O JavaScript, apesar de ser potente em orientação a objetos, é por natureza uma linguagem funcional. Por isso ele não tem um sistema de herança apropriado, porém ele tem prototype.

Todo objeto em JavaScript, quando criado, tem sua definição herdada de um protótipo (prototype). Aliás esse protótipo também é um objeto que por sua vez também tem um protótipo. Exceto pelo objeto Object, que é o último protótipo da cadeia de protótipos (Prototype Chain).

Protótipos são definições de funções e objetos (métodos e propriedades) e neles podemos “atachar” métodos, que também são funções. Atachando funções em protótipos nos dá a vantagem de compartilhar a mesma referência de funções entre os objetos criados a partir desse protótipo.

O que é mais legal em JavaScript, na minha opnião, é que ele não nos obriga a programar de uma maneira engessada, seguindo um padrão definido por alguém, como outras linguagens orientadas a objetos tradicionais fazem.
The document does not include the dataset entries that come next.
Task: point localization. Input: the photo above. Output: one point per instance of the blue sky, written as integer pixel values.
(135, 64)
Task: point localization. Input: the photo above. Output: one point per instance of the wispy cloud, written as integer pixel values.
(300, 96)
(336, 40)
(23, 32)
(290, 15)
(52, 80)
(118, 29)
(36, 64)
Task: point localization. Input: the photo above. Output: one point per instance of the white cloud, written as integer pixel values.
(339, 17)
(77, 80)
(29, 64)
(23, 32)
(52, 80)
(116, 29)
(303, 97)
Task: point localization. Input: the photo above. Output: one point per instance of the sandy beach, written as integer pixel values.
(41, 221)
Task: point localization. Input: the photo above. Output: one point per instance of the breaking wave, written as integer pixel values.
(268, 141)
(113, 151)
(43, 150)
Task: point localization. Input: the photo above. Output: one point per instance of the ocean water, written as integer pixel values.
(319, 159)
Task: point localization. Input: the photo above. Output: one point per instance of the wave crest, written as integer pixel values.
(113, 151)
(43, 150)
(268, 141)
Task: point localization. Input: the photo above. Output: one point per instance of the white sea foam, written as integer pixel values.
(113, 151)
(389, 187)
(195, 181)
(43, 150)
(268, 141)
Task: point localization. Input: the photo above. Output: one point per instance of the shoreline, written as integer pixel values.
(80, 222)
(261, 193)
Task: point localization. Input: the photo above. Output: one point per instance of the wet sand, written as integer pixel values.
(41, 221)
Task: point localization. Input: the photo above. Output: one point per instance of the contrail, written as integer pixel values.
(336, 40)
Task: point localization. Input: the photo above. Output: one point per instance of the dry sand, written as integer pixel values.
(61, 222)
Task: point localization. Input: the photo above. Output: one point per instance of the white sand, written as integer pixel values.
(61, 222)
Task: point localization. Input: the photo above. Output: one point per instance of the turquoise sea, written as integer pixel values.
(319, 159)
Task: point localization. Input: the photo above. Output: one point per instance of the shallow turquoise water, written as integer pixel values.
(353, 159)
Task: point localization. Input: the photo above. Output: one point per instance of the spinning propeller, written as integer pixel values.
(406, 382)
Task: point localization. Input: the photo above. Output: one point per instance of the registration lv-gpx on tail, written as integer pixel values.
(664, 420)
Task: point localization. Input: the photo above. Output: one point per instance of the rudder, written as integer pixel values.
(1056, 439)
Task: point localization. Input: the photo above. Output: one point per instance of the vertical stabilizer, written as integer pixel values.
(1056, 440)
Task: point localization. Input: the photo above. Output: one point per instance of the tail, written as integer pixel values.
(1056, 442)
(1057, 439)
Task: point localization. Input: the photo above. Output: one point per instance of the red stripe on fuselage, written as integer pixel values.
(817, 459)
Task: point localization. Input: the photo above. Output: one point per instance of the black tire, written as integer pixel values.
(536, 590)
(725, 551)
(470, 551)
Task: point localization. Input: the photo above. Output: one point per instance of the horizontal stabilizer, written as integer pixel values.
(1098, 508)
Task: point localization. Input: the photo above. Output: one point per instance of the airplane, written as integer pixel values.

Eu particularmete gostei da adição do açucar sintático class mesmo eu não o usando muito, acho que fica fácil para aqueles vindos de linguagens como Java e C# iniciar com e entender JavaScript. Eu prefiro a programação funcional do javascript, mas o que eu mais gosto no JavaScript é a liberdade que ele nos dá para escolher o paradigma que preferirmos usar. Podemos fazer a mesma coisa usando toda a potência da programação orientada a objetos ou apenas programação funcional ou reativa.